Table 4 illustrates that FPB was considered Well Capitalized for PCA purposes until the November 2008 FDIC examination when the institution’s condition had already seriously deteriorated.

Table 4: Summary of Capitalization Categories for FPB
Examination as of Date Capitalization Category Informal or Formal Action Taken
3/31/2003 Well Capitalized None
9/30/2004 Well Capitalized None
3/31/2006 Well Capitalized None
9/30/2007 Well Capitalized MOU 4/29/2008
9/30/2008 Undercapitalized Capital Directive
2/12/2009
* Significantly Undercapitalized Institution Closed
7/17/2009
Source: Reports of Examination for FPB.
* Based on FDIC PCA Notification, May 26, 2009.

By the December 2007 examination, examiners noted that the capital position was considered less than satisfactory and that if loans continued to deteriorate, the capital levels of the bank may not be sufficient to mitigate losses. Further, examiners pointed out that management should develop a capital plan in the event additional capital was required. In addition, management was expected to closely monitor the capital levels of the bank given the weak earnings and deficient asset quality at the time.17 Nevertheless, for PCA purposes, the bank at that point still remained Well Capitalized.

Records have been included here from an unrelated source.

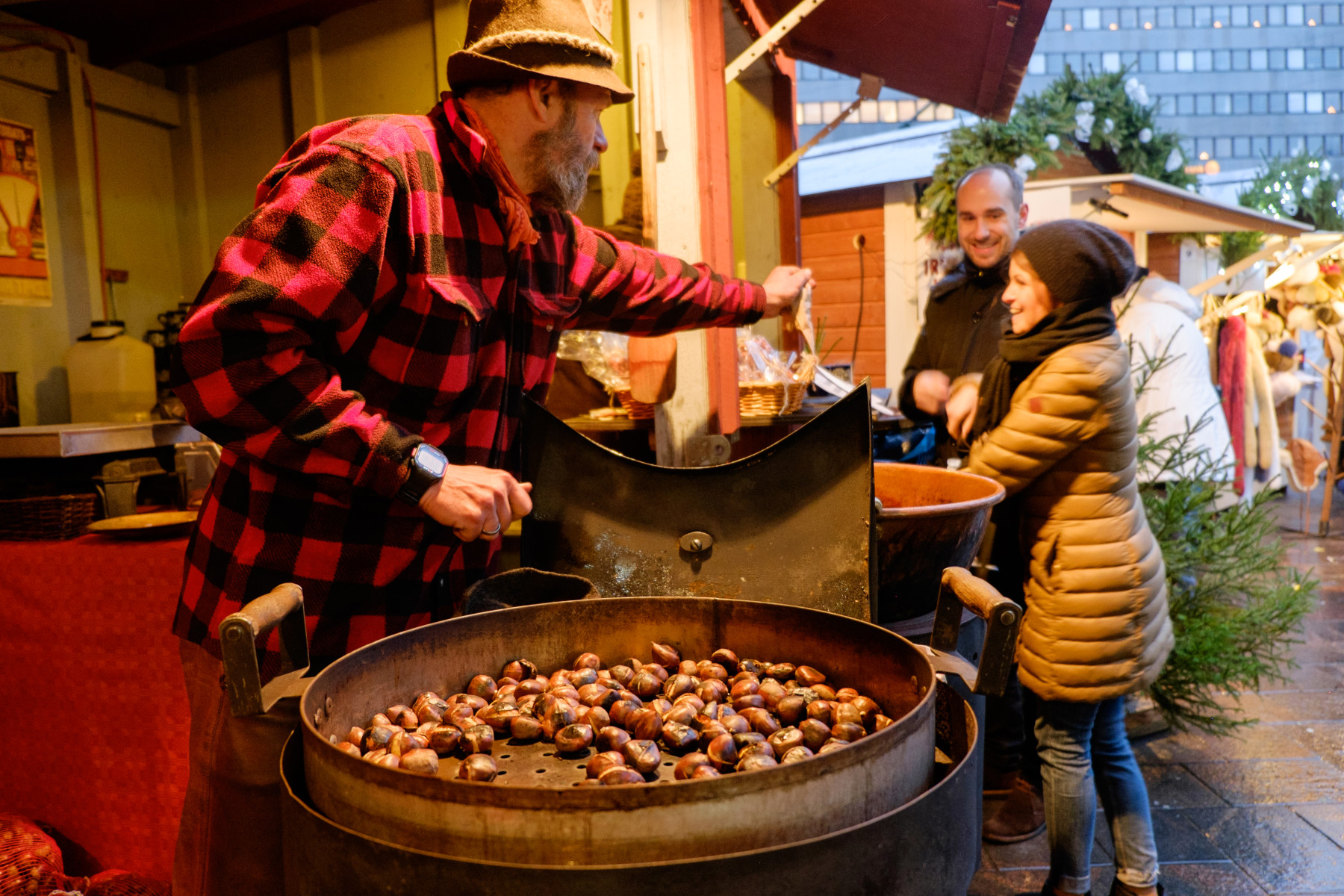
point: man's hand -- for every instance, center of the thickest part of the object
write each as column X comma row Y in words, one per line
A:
column 783, row 287
column 930, row 391
column 477, row 501
column 961, row 411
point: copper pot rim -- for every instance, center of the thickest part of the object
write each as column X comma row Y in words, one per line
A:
column 473, row 793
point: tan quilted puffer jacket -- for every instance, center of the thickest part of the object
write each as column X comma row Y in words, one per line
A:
column 1095, row 625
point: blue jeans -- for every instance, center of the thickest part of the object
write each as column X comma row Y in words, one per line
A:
column 1077, row 739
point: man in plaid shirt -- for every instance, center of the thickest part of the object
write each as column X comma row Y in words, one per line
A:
column 399, row 287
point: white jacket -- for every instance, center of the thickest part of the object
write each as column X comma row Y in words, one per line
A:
column 1159, row 317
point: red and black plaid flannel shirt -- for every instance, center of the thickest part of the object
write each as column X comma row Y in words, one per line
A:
column 367, row 304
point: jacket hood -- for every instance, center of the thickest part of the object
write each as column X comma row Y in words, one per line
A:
column 1163, row 292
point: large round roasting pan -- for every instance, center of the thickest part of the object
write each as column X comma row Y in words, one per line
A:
column 535, row 815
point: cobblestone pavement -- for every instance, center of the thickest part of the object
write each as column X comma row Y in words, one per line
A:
column 1253, row 815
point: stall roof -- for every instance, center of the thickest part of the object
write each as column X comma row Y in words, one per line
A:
column 1137, row 203
column 906, row 153
column 971, row 54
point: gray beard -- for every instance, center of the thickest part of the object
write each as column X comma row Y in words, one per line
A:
column 559, row 164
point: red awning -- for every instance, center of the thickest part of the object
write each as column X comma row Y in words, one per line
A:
column 971, row 54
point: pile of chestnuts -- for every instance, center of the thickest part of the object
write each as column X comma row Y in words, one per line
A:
column 719, row 716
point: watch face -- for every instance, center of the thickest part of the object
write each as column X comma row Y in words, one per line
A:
column 432, row 461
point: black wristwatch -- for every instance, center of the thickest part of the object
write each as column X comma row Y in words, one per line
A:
column 425, row 467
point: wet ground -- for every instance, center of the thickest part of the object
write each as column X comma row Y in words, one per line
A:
column 1254, row 815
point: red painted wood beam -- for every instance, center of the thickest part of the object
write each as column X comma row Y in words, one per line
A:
column 715, row 200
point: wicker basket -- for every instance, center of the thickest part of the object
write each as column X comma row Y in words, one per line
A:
column 55, row 517
column 771, row 399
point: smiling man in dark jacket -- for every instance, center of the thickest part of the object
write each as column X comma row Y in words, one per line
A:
column 964, row 317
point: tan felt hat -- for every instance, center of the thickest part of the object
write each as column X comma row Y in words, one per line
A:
column 515, row 40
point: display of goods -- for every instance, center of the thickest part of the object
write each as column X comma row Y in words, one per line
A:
column 719, row 716
column 30, row 860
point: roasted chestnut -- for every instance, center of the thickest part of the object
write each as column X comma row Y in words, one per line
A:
column 524, row 729
column 594, row 718
column 725, row 659
column 612, row 738
column 444, row 739
column 645, row 684
column 722, row 753
column 604, row 761
column 813, row 734
column 620, row 775
column 423, row 762
column 687, row 765
column 477, row 739
column 678, row 736
column 808, row 676
column 756, row 762
column 792, row 709
column 574, row 738
column 641, row 755
column 519, row 671
column 785, row 739
column 483, row 687
column 644, row 724
column 665, row 655
column 847, row 731
column 820, row 709
column 477, row 768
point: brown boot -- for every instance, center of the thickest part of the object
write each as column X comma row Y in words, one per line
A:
column 1021, row 817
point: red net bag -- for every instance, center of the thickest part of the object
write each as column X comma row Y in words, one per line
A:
column 124, row 883
column 30, row 860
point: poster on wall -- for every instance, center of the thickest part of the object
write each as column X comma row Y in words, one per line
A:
column 23, row 245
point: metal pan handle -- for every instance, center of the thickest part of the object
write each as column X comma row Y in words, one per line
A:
column 1003, row 617
column 238, row 633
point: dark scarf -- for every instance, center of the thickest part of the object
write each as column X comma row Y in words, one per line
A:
column 1019, row 355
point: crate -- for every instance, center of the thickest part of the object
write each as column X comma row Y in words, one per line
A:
column 46, row 519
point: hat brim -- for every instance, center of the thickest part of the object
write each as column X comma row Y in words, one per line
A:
column 467, row 67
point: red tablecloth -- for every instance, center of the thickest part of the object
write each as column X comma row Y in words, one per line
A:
column 94, row 706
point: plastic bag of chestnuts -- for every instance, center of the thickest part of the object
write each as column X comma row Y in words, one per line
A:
column 717, row 716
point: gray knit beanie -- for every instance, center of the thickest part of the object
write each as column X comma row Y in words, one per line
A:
column 1078, row 260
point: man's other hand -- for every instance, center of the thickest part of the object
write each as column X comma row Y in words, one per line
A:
column 961, row 411
column 477, row 501
column 783, row 287
column 930, row 391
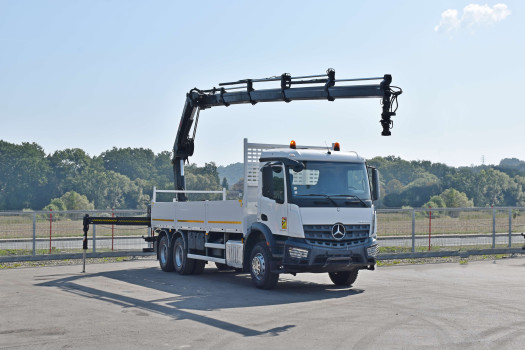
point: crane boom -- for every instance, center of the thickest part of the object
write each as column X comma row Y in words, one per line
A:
column 321, row 87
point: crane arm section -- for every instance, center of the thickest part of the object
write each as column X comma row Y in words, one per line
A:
column 320, row 87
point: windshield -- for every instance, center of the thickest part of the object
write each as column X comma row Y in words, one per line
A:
column 330, row 184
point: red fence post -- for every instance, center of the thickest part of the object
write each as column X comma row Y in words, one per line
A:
column 429, row 225
column 50, row 228
column 112, row 228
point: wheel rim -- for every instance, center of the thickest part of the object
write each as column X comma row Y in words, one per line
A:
column 178, row 255
column 258, row 266
column 163, row 254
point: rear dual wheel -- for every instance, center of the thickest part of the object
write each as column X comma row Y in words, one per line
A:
column 262, row 276
column 165, row 255
column 176, row 258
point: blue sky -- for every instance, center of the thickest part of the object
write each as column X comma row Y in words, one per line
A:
column 98, row 74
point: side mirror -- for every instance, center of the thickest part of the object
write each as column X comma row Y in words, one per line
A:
column 375, row 185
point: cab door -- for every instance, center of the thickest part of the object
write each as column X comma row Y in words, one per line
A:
column 273, row 209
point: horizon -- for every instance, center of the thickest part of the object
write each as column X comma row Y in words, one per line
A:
column 98, row 74
column 234, row 162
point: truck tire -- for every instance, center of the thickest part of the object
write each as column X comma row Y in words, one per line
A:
column 343, row 278
column 182, row 264
column 198, row 266
column 262, row 277
column 165, row 255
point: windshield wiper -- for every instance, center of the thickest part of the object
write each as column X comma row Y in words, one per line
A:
column 351, row 196
column 318, row 195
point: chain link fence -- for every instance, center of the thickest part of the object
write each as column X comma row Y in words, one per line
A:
column 60, row 232
column 422, row 229
column 53, row 233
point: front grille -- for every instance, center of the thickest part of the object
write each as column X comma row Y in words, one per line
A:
column 321, row 235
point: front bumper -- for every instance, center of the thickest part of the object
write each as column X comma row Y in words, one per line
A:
column 326, row 259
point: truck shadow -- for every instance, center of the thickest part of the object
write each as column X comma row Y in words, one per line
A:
column 179, row 295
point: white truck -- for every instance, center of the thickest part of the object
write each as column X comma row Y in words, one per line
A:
column 303, row 209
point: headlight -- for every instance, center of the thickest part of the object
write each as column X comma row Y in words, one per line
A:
column 297, row 253
column 372, row 251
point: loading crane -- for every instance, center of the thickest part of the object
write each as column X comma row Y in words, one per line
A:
column 320, row 87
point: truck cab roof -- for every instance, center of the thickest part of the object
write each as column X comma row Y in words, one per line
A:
column 309, row 154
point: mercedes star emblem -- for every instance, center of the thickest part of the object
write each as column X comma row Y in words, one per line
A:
column 338, row 231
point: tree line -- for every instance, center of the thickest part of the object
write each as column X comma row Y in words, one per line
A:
column 124, row 178
column 71, row 179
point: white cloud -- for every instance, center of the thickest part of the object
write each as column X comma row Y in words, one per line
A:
column 473, row 14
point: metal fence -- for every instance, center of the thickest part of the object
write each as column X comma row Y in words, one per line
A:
column 419, row 230
column 60, row 232
column 46, row 234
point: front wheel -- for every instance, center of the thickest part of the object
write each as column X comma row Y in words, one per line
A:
column 343, row 278
column 182, row 264
column 165, row 255
column 262, row 277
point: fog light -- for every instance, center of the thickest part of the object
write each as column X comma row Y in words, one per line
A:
column 372, row 251
column 297, row 253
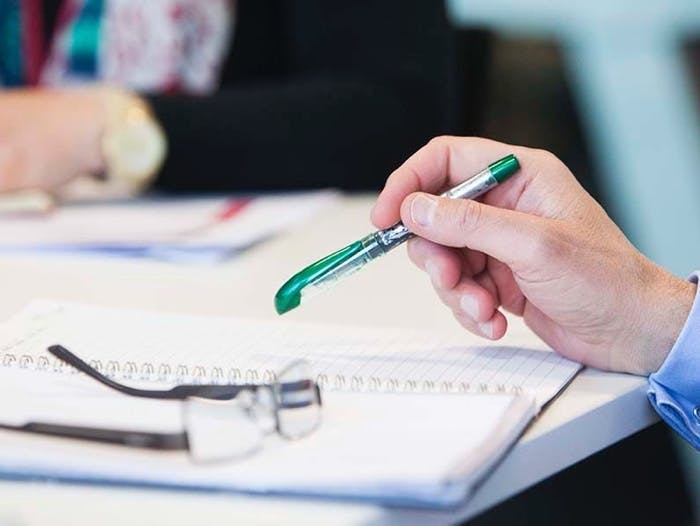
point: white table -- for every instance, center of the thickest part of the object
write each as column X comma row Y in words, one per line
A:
column 596, row 411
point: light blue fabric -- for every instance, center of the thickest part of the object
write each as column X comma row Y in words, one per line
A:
column 674, row 390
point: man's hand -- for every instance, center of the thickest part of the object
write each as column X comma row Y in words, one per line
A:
column 49, row 137
column 538, row 246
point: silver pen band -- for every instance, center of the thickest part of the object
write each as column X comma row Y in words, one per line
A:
column 389, row 238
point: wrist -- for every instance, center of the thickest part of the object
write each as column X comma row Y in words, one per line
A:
column 668, row 302
column 90, row 118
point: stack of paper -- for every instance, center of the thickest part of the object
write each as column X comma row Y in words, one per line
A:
column 185, row 230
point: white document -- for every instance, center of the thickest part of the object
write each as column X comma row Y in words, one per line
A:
column 206, row 229
column 408, row 418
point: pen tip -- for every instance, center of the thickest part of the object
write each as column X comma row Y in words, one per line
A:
column 286, row 300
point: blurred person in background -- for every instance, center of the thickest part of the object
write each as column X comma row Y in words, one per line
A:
column 219, row 95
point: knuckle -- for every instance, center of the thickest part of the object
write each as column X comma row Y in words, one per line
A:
column 547, row 157
column 465, row 215
column 551, row 243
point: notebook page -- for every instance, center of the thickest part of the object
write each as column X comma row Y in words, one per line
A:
column 174, row 348
column 393, row 448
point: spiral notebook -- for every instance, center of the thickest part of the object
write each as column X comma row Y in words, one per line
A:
column 410, row 417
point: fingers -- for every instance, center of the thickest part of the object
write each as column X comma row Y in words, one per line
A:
column 473, row 300
column 511, row 237
column 443, row 162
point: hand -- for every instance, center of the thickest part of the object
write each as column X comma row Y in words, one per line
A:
column 538, row 246
column 49, row 137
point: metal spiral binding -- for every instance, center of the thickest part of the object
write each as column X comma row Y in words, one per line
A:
column 358, row 383
column 198, row 374
column 146, row 371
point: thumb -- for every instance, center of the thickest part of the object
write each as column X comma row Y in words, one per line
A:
column 515, row 238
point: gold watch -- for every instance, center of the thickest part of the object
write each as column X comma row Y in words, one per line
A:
column 133, row 143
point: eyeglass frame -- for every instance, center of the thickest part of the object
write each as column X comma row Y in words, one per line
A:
column 183, row 392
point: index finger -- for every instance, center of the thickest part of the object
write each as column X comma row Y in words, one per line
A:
column 442, row 163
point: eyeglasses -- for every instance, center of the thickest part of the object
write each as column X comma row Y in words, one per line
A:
column 221, row 422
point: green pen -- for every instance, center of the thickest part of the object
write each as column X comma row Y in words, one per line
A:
column 327, row 271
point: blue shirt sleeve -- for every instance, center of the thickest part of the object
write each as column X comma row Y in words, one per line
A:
column 674, row 390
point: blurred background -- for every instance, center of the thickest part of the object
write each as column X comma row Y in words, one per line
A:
column 269, row 95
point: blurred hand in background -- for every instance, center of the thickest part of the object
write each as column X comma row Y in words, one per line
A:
column 49, row 137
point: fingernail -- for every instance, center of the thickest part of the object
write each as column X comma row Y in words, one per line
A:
column 423, row 209
column 432, row 269
column 486, row 328
column 469, row 305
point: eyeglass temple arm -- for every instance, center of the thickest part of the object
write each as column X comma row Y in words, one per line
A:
column 141, row 439
column 180, row 392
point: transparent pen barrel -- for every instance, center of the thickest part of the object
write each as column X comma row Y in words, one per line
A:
column 371, row 249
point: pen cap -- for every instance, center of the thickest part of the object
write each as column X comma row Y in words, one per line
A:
column 504, row 168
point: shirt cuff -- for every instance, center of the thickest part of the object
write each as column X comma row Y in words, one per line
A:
column 674, row 390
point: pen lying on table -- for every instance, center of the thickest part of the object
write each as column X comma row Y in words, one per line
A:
column 327, row 271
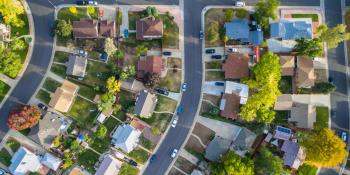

Subsequent to the 2007 State examination, FPB entered into an MOU. One of the provisions of the MOU required the following:

  • Tier 1 Leverage Capital Ratio of not less than 7 percent;
  • Tier 1 Risk-Based Capital ratio of not less than 6 percent; and
  • Total Risk-Based Capital ratio of not less than 10 percent.

By the following on-site examination in November 2008, it was noted that FPB’s capital ratios had declined resulting in a PCA designation of Undercapitalized. Capital no longer supported the risk profile of the bank. Loan losses, increasing ALLL, and operating losses had eroded the bank’s capital position. Examiners indicated that continued losses could further reduce the bank’s designation to Significantly Undercapitalized. A minimum capital injection of at least $4 million was necessary to temporarily restore the bank to a PCA designation of Well Capitalized.






17 Report of Examination, December 10, 2007.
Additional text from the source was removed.